Exercise Physiologists (also known as Accredited Exercise Physiologists or Clinical Exercise Physiologists) and a Physiotherapist each hold, at a minimum, a 4-year undergraduate degree, specialising in anatomy, physiology and biomechanics.

EPs further specialise in chronic disease management and exercise as the main adjunct to therapy, whereas Physiotherapists accumulate specialised skill-sets which allow them to provide manual therapy techniques as the main management for musculoskeletal conditions.

Physiotherapists train to provide adjuncts to healing, using manual therapies. Not all patients will require manual therapy, just as not all patients will require exercise for their treatment plan. Depending on the severity of the condition and the personal preferences of the client, a patient may benefit from both types of therapy!

Osteopathy The Body Refinery New Farm

I have a pain/condition/issue that hasn’t been diagnosed. Who can help?

A Physiotherapist can diagnose musculoskeletal injuries. They can assess the severity through manual testing and, if necessary, will send a patient for scans such as an MRI or an ultrasound to further investigate the root cause of the condition. Physios will typically work with clients who are in ‘acute’ stages of pain or require consistent management over the short or medium term.

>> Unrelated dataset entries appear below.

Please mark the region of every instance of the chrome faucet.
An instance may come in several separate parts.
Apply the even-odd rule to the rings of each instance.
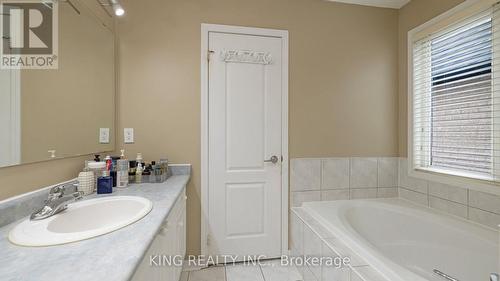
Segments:
[[[70,191],[72,189],[73,191]],[[38,211],[30,216],[30,220],[43,220],[68,208],[68,204],[83,198],[83,193],[78,192],[76,184],[58,185],[50,189],[49,197]],[[72,192],[70,195],[65,193]]]

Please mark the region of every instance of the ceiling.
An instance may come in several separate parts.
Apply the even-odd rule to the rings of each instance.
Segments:
[[[393,9],[399,9],[404,5],[406,5],[408,2],[410,2],[410,0],[327,0],[327,1],[382,7],[382,8],[393,8]]]

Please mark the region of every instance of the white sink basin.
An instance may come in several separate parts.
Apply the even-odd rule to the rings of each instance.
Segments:
[[[65,211],[44,220],[25,221],[9,233],[21,246],[52,246],[107,234],[146,216],[153,204],[136,196],[115,196],[68,205]]]

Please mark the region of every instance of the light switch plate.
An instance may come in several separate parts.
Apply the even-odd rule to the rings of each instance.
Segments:
[[[99,143],[109,143],[109,128],[99,129]]]
[[[134,143],[134,128],[123,129],[123,142]]]

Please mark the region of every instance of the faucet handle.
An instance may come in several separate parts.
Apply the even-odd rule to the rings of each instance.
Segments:
[[[75,201],[78,201],[83,198],[83,191],[74,192],[72,195],[75,198]]]
[[[62,197],[63,193],[64,193],[64,188],[62,186],[60,185],[54,186],[49,191],[49,200],[60,198]]]

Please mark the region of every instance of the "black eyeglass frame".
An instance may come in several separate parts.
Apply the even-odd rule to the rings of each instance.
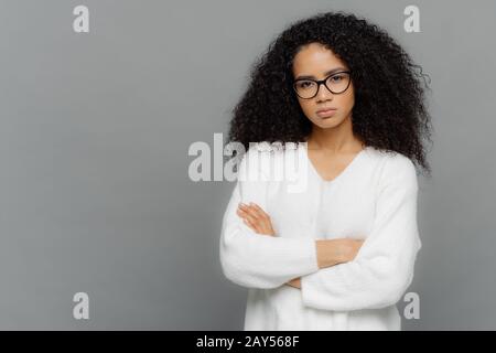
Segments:
[[[327,85],[325,84],[325,82],[326,82],[327,79],[330,79],[331,77],[336,76],[336,75],[339,75],[339,74],[348,74],[348,75],[349,75],[349,79],[348,79],[348,84],[346,85],[346,88],[343,89],[342,92],[336,93],[336,92],[333,92],[331,88],[328,88]],[[296,90],[295,85],[296,85],[296,83],[300,82],[300,81],[312,81],[312,82],[314,82],[314,83],[317,84],[317,89],[316,89],[315,94],[314,94],[312,97],[303,98],[302,96],[300,96],[300,95],[298,94],[298,90]],[[299,79],[294,79],[294,82],[293,82],[293,90],[294,90],[294,93],[296,94],[296,96],[299,96],[301,99],[312,99],[312,98],[315,98],[315,96],[319,94],[319,89],[321,89],[321,85],[324,85],[325,88],[327,88],[327,90],[331,92],[332,94],[334,94],[334,95],[341,95],[342,93],[345,93],[346,89],[348,89],[351,83],[352,83],[352,71],[339,71],[339,72],[337,72],[337,73],[333,73],[333,74],[328,75],[328,76],[325,77],[324,79],[312,79],[312,78],[299,78]]]

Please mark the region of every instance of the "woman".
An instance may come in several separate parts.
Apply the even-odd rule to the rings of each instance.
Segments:
[[[343,12],[295,22],[254,67],[230,124],[248,151],[219,247],[225,276],[249,288],[245,330],[401,329],[421,247],[413,162],[430,172],[418,67]],[[306,165],[296,192],[271,169],[290,157]]]

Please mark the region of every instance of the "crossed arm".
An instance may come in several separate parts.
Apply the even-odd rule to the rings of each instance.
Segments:
[[[256,234],[276,236],[269,214],[256,203],[239,203],[236,214]],[[348,238],[317,239],[315,242],[320,268],[353,260],[364,243],[364,240]],[[293,278],[285,285],[301,289],[301,278]]]

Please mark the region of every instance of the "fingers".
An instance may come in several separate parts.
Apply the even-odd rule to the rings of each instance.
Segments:
[[[252,202],[250,202],[249,205],[239,203],[236,213],[244,220],[245,224],[249,225],[250,228],[256,231],[258,234],[273,234],[269,215],[257,204]]]

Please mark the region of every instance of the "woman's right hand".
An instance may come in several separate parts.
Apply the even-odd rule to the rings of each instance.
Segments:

An EP specialises in the management of long-term chronic musculoskeletal conditions (acquired through an injury or lifestyle situation like pregnancy or recovery from surgery) and certain diseases (excluding communicable diseases).

EPs work closely with other conditions that fall outside of musculoskeletal ailments – they are trained in managing exercise for cancer, cardiovascular, pulmonary, metabolic, neurological, pregnancy/postpartum and mental health conditions. EPs specialise in getting people back to feeling normal after a diagnosis has been made regarding their health status.

Exercise training under the supervision of an EP is the safest, most effective form of increasing fitness and ability to perform all activities of daily living without pain or discomfort.

EPs are also trained in strength and conditioning – if your goal is to become fitter, faster and stronger (whether or not you are experiencing pain or have an injury) – EPs are highly educated in performance training for athletes and non-athletes alike!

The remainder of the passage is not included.